Imran also urged doubling down on investments in electric vehicles, noting that the transportation sector has been the hardest hit by the oil price surge, with fuel prices in Pakistan rising by about 20% between 2 and 7 March.

“Solar and batteries are also being imported into the country so far, but they are not a recurrent cost. You import them once, and they are a lifetime capital investment, and they can generate electricity for the next few decades. And it’s not just the power sector anymore. There’s a need for electrification in all end users,” she added.

Philippines eyes offshore wind, island hybridization

Gaspar Escobar Jr., Grid Modernization Advisor of the Institute for Climate and Sustainable Cities (ICSC), said the Philippines should leverage its abundant renewable energy resources, including an estimated 60 GW of offshore wind potential identified by the World Bank.

“We will increase our energy independence and energy security by using our local indigenous renewable energy resources,” Escobar said.

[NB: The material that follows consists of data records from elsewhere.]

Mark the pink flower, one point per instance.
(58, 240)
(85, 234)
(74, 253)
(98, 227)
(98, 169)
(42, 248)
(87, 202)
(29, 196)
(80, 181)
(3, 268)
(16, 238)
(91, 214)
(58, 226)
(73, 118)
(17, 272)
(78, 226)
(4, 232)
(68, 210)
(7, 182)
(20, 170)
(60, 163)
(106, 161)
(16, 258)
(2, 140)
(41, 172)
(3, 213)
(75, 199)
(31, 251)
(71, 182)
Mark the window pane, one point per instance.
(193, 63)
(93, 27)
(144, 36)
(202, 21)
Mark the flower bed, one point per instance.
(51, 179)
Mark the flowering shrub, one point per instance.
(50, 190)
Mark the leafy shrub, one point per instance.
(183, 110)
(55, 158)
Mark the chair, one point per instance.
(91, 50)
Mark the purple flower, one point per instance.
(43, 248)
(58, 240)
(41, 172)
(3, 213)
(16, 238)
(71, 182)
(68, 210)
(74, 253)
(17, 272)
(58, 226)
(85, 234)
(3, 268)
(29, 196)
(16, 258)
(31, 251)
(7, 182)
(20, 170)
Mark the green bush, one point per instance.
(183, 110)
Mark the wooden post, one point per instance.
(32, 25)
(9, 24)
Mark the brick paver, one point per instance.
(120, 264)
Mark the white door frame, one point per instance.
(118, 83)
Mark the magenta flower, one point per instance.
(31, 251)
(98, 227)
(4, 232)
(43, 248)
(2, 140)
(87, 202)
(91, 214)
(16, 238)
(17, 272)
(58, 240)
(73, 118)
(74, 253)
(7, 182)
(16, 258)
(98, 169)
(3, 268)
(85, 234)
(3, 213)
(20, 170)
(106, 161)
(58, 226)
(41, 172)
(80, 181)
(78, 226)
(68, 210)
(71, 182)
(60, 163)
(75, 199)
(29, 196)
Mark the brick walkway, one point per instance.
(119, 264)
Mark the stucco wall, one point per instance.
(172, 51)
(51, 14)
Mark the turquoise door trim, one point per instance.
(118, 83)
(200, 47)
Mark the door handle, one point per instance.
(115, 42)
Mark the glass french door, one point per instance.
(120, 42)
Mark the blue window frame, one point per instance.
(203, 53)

“The World Bank already identified a lot of wind corridors in the Philippines, putting potential offshore wind capacity at 60 gigawatts all over the country. That would power not only the whole country, we can also become an exporter of power to our neighbor ASEAN countries,” he added.

Escobar noted that the crisis has hit the Philippines’ off-grid island communities hardest, where 80–90% of power generation relies on diesel. The government is now promoting hybridization of these island systems with solar and batteries, and the ICSC is supporting rooftop solar installations on government facilities and hospitals.

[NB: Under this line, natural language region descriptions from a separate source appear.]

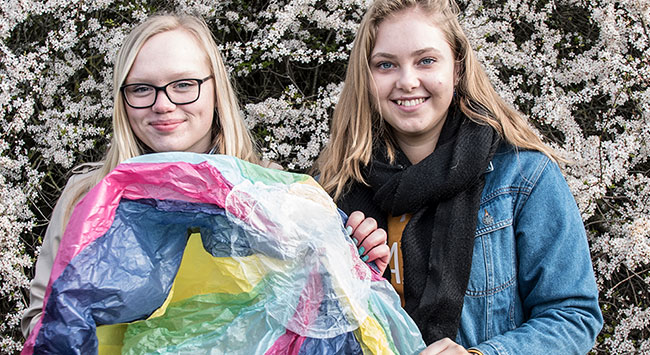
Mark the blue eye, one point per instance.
(384, 65)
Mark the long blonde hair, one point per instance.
(229, 133)
(355, 124)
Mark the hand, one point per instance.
(444, 346)
(370, 240)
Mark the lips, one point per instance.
(166, 126)
(410, 102)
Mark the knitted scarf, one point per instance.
(442, 192)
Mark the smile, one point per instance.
(411, 102)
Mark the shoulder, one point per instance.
(513, 169)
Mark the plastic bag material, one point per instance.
(183, 253)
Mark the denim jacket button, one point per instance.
(487, 218)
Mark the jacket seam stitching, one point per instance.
(491, 291)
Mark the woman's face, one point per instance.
(414, 74)
(165, 126)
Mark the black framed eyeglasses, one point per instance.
(179, 92)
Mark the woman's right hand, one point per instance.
(370, 240)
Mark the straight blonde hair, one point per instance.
(356, 124)
(229, 133)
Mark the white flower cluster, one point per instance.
(580, 70)
(296, 130)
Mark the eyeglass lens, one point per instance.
(179, 92)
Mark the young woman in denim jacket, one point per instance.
(171, 93)
(488, 248)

He also questioned the viability of LNG investments in the country’s competitive power market. “If I’m an investor putting a power plant using imported LNG, and our power sector is run by a competitive selection process, meaning you have to bid, how will you get your market if your cost of power will be high?” he said.

Experts warn against policy amnesia

Stefan Bößner, Research Fellow and Policy Lead at the Stockholm Environment Institute Asia, pointed out that international bodies have consistently underestimated how fast renewable energy costs would fall.

“More than 2,000 papers, reports, policy briefs have forecasted how solar power will decrease in price, and over 90% of all the sources analyzed assumed a 2.5% reduction in costs. The most optimistic assumed a 6% reduction in cost. However, the actual cost reduction was 15%. Meaning the IEA and other international bodies have a tendency of overestimating the cost of renewable energy and underestimating its cost reduction potential,” Bößner said.

He cautioned, however, that policymakers have a tendency to forget the lessons of energy crises once prices stabilize.

“Policymakers are sometimes not as good in responding to shock, or their initial response is: oh diversify. And then when normality comes back, they tend to forget,” Bößner said.

He called for structural changes across Asia, including reformed market structures, modernized grid infrastructure, changed consumer behavior, economic diversification in coal-dependent regions, and enhanced governance.

Caroline Baxter, Director of the Converging Risks Lab at the Council on Strategic Risks, said oil prices have skyrocketed past USD 100 a barrel since the beginning of the military operation, with prices in Vietnam rising almost 50%, followed by Laos at 33%, Cambodia at 19%, and Australia at 18%.

“Renewable energy must have a spot at the table in order to unleash the full potential of national resilience — the ultimate goal of any nation and therefore any energy forum,” Baxter said.

A permanent solution

Iyer underscored that the renewable energy supply chain is fundamentally different from the fossil fuel supply chain in its vulnerability to disruption.

“The fossil fuel supply chain is dependent on day in, day out, while for renewables, once you put it, you’re done for 20 years, 25 years, 30 years. There’s no supply chain disruption. The renewable supply chain is significantly less affected than the fossil fuel supply chain,” he said.

The IEEFA briefing note concluded that regardless of the length of the conflict, fossil fuel importing countries will remain perpetually vulnerable to commodity market shocks, and that renewable energy is not only a climate imperative but the only permanent solution for energy and economic security.